A Democrat during the period when first the Whig Party and then the Republican Party cemented their control of statewide politics and government, Bingham was so well regarded that he was chosen for local offices including state's attorney of Lamoille County (1842 to 1844 and 1849 to 1851) and Stowe's member of the Vermont House of Representatives (1853 to 1854). He was the Democratic nominee for state treasurer in 1849. From 1853 to 1857, he served as US pension agent for eastern Vermont, responsible for payments to veterans of the American Revolutionary War and War of 1812 and their widows. Bingham was the Democratic nominee for US Representative from Vermont's 3rd congressional district, first in 1856 and again in 1858. In 1862, he was a member of the state Council of Censors, the body that met once every seven years to ensure the constitutionality of laws passed by the Vermont General Assembly.

==Later career==
In 1870, Bingham was a delegate to the state constitutional convention. He was the Democratic Party's unsuccessful candidate for lieutenant governor in 1872, and for governor in 1874, 1876, and 1878. After 1878 Republican nominee Redfield Proctor became governor, he appointed Bingham as one of the three directors who supervised the Vermont House of Correction, a post in which Bingham served for 14 years. In the 1886 US Senate election, Bingham received the courtesy votes of Democrats in the Vermont General Assembly; incumbent Republican George F. Edmunds won reelection with 227 votes to 29 for Bingham and 8 anti-Edmunds protest votes for Republican Wheelock G. Veazey.
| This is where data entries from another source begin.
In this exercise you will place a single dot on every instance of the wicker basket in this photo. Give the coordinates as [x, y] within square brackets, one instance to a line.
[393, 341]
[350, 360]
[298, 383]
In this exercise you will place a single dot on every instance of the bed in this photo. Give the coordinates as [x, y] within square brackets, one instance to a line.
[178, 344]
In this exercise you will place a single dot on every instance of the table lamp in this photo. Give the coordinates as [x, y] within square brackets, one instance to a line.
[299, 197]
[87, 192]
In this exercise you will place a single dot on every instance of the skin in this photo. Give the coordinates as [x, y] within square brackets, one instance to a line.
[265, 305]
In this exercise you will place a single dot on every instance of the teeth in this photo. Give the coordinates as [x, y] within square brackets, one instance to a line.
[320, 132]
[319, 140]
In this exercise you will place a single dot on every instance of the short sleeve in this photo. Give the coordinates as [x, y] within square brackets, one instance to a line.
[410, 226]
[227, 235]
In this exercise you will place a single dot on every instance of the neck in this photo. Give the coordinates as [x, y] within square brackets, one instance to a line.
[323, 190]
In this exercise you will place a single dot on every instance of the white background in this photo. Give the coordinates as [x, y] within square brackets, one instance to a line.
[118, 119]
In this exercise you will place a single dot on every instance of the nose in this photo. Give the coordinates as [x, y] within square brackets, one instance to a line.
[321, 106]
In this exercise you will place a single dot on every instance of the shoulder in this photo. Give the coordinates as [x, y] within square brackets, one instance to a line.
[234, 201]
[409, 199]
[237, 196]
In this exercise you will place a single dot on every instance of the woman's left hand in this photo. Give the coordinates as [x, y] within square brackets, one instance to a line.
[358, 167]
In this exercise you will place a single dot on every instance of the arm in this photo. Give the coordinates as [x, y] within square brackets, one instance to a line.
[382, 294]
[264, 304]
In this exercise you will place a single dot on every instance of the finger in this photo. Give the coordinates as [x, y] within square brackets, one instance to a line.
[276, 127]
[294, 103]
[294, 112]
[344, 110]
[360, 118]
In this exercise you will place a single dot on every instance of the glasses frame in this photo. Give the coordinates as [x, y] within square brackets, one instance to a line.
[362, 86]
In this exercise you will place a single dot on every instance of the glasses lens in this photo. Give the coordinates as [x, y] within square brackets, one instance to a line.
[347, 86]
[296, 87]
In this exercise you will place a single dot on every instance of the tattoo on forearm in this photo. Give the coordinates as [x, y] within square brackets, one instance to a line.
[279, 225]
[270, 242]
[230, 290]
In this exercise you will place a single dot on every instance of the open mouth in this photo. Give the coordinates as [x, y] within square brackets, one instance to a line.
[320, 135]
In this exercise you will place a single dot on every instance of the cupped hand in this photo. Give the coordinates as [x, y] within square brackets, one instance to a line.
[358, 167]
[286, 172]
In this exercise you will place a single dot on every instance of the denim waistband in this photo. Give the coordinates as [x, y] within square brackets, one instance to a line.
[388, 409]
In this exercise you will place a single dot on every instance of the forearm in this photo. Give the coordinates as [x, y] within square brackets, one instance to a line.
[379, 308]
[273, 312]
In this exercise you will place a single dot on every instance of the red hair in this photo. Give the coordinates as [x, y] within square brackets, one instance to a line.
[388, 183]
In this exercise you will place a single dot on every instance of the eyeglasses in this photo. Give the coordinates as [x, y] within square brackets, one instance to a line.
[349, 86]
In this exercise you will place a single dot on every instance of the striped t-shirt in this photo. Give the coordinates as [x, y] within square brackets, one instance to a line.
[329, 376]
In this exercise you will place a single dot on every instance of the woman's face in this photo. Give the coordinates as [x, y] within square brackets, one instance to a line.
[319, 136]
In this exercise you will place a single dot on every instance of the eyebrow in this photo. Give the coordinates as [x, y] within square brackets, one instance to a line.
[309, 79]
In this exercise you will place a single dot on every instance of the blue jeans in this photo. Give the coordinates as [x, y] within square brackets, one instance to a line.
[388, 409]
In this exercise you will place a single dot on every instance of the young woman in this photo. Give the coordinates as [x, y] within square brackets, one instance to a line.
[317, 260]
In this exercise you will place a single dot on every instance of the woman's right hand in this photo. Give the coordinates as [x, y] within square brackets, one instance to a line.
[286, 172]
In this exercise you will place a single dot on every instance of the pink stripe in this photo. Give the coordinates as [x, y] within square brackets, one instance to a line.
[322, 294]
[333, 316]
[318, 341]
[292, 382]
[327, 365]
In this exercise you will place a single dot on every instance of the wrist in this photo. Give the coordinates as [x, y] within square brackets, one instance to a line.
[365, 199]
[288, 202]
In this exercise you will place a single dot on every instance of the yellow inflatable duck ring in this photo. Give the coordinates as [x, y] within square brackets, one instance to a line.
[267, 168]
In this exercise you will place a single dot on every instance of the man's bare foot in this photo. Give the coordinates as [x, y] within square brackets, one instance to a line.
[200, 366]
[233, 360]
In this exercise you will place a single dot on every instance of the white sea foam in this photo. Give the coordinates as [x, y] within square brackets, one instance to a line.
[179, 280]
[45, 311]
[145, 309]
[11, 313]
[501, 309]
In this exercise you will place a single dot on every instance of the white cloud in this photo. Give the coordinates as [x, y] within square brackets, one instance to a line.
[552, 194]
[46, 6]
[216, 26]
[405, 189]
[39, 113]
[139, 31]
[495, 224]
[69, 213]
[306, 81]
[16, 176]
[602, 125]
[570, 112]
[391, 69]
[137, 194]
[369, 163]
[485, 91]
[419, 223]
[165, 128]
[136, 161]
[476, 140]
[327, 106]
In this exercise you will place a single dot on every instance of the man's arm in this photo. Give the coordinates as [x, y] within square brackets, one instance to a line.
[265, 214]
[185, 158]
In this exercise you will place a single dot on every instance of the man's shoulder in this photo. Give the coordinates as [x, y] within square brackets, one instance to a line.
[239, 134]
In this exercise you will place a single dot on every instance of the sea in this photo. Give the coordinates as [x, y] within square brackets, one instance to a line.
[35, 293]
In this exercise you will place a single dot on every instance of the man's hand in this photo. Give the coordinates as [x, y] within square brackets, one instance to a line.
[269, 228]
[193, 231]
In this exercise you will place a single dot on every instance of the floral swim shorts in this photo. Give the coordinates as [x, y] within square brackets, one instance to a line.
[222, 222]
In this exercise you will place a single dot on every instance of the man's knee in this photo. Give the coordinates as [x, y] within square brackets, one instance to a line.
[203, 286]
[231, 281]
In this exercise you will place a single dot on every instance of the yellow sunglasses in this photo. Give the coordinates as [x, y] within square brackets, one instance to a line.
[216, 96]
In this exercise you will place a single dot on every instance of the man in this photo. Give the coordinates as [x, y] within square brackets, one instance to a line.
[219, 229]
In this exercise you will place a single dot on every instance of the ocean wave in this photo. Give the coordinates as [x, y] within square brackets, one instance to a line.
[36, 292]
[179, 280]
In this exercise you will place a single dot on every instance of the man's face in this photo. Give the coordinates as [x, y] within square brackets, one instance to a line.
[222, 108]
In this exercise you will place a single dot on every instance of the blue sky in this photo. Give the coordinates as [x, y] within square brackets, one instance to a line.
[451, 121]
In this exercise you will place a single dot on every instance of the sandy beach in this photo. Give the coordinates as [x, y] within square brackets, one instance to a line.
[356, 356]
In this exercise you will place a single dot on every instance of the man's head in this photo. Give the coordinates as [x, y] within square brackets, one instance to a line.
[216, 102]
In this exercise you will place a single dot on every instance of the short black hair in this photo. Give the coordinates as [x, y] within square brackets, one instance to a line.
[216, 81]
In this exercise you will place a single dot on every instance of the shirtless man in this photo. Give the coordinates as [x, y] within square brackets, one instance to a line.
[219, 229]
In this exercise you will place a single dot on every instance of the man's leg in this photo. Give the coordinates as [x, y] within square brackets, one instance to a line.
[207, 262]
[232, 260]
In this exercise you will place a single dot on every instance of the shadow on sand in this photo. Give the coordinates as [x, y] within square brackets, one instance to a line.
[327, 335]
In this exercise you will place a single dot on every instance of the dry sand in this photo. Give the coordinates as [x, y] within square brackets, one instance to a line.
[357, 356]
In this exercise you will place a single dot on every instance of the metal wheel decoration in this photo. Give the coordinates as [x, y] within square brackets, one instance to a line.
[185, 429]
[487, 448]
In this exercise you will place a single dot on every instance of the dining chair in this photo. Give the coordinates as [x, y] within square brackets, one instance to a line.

Bingham was active in several businesses, and as his career continued he began to spend less time on his legal practice and more on his commercial ventures. He was a longtime board of directors member for the National Life Insurance Company and the Vermont Mutual Fire Insurance Company, and he served as Vermont Mutual's president for 10 years. He was also a director of many banks, railroads, and other institutions, including the Montpelier and Wells River Railroad, Central Vermont Railway and Waterbury National Bank. In addition, he organized a company that operated a hotel at the base of Mount Mansfield, now called the Green Mountain Inn, and built a carriage road and summit house, which helped turn the mountain into a popular tourist attraction.

Bingham died in Stowe on 12 October 1894. He was buried at Old Yard Cemetery (Center Cemetery) in Stowe.